Histoire «sérieuse» et histoire grand public : la concurrence des histoires ? | Chronique no 134

A intervalle régulier, l’histoire universitaire renvoie auprès du grand public une image peu flatteuse d’elle-même. Dans son numéro de mars 2012 et sur son site internet, l’American Historical Association (AHA) débattait du «Professionnal Boredom» in History (L’ennui professionnel en histoire) et son président William Cronon plaidait pour une écriture de l’histoire qui soit attrayante et accessible à un large public. 

Dans son article, William Cronon (( Le site professionnel de W. Cronon et ses travaux historiques : http://williamcronon.net)) part du constat suivant:

«L’un des paradoxes de l’histoire, c’est que aucune autre discipline universitaire n’a fait un meilleur travail pour conserver une grande audience publique alors que de nombreux non historiens trouvent l’histoire académique ennuyeuse à l’extrême.» ((Professional Boredom : http://www.historians.org/perspectives/issues/2012/1203/Professional-Boredom.cfm L’article a suscité notamment les réactions suivantes : http://blog.historians.org/articles/1622/debating-professional-boredom-in-history))

W. Cronon met également en évidence l’intérêt du public pour les programmes de la chaîne historique «History Channel», les expositions à succès des musées ou les best-sellers historiques qui recouvrent des sujets très différents, voire à l’opposé, des thèmes et spécialisation que l’on peut trouver dans les départements d’histoire des Facultés universitaires. Ainsi, malgré l’appétit du grand public pour l’histoire, les historiens professionnels produisent rarement des travaux destinés à la consommation publique.

Quelle est alors la meilleure manière de servir les intérêts des historiens professionnels dans ces autres contextes que la production universitaire au moment où la révolution numérique aggrave et accentue cet écart — qui n’est pas nouveau — entre histoire académique et histoire prisée par le public?

Pour Cronon, il s’agit premièrement de garder un œil sur l’ennui et s’interroger dans quelle mesure cet ennui est le résultat de la manière de faire de l’histoire à un niveau académique. Il se réjouit également que l’AHA dispose en son sein d’historiens académiques qui participent à des documentaires historiques ou des expositions, réalisent des sites internet, tiennent des blogs, enseignent à d’autres degrés ou publient des livres grands publics.

Fondamentalement, pour Cronon, les historiens universitaires se doivent de communiquer de manière claire et engageante, de raconter de «bonnes» histoires et surtout de rendre le passé vivant pour les non-professionnels qui autrement le trouverait aride, mort et ennuyeux.

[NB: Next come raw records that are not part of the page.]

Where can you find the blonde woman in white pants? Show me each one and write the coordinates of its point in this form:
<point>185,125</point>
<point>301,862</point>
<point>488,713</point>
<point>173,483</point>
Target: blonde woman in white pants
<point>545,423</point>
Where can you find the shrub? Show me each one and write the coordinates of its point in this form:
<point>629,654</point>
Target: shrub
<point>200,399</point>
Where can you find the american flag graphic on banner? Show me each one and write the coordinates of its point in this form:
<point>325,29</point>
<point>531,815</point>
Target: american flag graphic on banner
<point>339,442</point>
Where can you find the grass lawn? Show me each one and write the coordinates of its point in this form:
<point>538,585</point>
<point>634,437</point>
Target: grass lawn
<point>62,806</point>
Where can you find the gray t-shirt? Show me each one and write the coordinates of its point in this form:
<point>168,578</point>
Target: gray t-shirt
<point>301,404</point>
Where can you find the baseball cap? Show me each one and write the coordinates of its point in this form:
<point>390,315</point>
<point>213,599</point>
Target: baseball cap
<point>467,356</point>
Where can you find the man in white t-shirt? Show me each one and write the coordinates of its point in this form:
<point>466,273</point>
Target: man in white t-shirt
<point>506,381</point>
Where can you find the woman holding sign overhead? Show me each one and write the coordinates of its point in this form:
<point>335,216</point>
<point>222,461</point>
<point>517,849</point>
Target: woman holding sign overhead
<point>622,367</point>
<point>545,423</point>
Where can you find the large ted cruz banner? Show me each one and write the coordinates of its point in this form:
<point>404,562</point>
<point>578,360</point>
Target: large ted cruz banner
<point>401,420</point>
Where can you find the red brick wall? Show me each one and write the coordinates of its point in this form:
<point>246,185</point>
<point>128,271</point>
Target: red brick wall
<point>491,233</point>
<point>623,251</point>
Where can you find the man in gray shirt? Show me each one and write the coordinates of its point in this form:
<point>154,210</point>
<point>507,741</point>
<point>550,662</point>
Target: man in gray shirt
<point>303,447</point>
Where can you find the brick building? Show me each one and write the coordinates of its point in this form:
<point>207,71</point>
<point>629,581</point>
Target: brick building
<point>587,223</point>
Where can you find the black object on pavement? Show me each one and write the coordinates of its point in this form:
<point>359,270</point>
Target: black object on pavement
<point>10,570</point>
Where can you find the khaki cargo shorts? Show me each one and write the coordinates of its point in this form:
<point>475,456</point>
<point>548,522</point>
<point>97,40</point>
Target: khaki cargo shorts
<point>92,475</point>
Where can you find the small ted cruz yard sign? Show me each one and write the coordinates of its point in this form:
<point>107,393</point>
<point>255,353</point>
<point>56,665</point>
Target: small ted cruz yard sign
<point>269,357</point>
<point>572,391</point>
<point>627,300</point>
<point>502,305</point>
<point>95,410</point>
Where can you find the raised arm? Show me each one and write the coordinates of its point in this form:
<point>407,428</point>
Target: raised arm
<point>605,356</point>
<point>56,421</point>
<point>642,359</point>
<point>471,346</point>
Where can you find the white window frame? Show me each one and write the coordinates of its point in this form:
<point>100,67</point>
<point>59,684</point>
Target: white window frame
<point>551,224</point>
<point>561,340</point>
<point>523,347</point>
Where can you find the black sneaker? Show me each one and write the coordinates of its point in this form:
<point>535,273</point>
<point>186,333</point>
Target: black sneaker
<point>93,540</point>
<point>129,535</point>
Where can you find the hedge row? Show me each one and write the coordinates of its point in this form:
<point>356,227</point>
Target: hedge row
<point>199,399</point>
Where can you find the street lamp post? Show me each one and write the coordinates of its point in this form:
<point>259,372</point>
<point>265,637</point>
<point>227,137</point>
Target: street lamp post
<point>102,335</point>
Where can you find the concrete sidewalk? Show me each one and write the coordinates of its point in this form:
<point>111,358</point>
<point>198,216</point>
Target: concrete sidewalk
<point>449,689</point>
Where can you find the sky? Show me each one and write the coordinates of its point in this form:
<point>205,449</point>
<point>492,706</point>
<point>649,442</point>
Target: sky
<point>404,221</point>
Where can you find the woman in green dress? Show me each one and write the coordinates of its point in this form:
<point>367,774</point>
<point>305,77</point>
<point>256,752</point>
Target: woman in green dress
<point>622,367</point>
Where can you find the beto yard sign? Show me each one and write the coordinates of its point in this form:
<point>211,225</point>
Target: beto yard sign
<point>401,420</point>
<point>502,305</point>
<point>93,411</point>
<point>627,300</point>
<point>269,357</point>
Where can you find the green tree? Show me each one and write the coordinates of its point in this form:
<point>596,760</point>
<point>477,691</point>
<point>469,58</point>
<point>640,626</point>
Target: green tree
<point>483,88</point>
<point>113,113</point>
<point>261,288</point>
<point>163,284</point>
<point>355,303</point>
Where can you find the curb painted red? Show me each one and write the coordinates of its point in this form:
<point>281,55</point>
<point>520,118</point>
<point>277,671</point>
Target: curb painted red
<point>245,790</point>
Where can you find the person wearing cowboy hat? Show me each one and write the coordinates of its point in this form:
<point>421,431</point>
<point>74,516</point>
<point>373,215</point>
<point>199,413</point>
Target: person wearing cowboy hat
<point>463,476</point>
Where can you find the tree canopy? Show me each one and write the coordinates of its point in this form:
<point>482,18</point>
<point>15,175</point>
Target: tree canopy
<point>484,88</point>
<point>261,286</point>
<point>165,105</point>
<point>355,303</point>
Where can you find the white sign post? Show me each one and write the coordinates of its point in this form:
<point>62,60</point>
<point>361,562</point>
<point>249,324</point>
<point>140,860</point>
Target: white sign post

Il est à noter que ce débat et ces constats de W. Crono ne sont pas neufs et reviennent avec constance. Ainsi, le rapport de 1926 du comité de l’AHA s’interrogeait déjà à ce sujet. Le comité de l’AHA lui-même est issu d’une prise de conscience que l’écriture de l’histoire aux États-Unis n’était pas dans un état satisfaisant. A cette même époque, Jean Jules Jusserand, ancien ambassadeur français et président d’alors de l’AHA, remontait même jusqu’au satiriste grec Lucien de Samosate dans le deuxième siècle après JC, à Cicéron en 55 avant notre ère et à Jean Bodin en 1566 pour des discours comparables. ((Jean Jules Jusserand (1926). Historian’s Work. In AHA, The Writing of History: http://www.historians.org/pubs/archives/WritingofHistory/Jusserand_HistoriansWork.cfm))

Ces débats et constats sont également transposables au niveau de l’histoire à l’école que ce soit relativement à la concurrence au cours d’histoire représentée par les usages publics de l’histoire (télévision, histoire grand public, spectacles historiques, musées et l’internet) ou la manière de combattre l’ennui dans nos cours. Aujourd’hui, s’y ajoutent les difficultés à atteindre les objectifs ambitieux des programmes avec un nombre de périodes d’enseignement insuffisant et parfois en diminution de la discipline, voire l’absence d’un accompagnement et d’une formation professionnelle digne de ce nom. ((A l’exemple des programmes de Première : Des programmes ambitieux ou invraisemblables ? In Aggiornamento hist-géo : http://aggiornamento.hypotheses.org/831))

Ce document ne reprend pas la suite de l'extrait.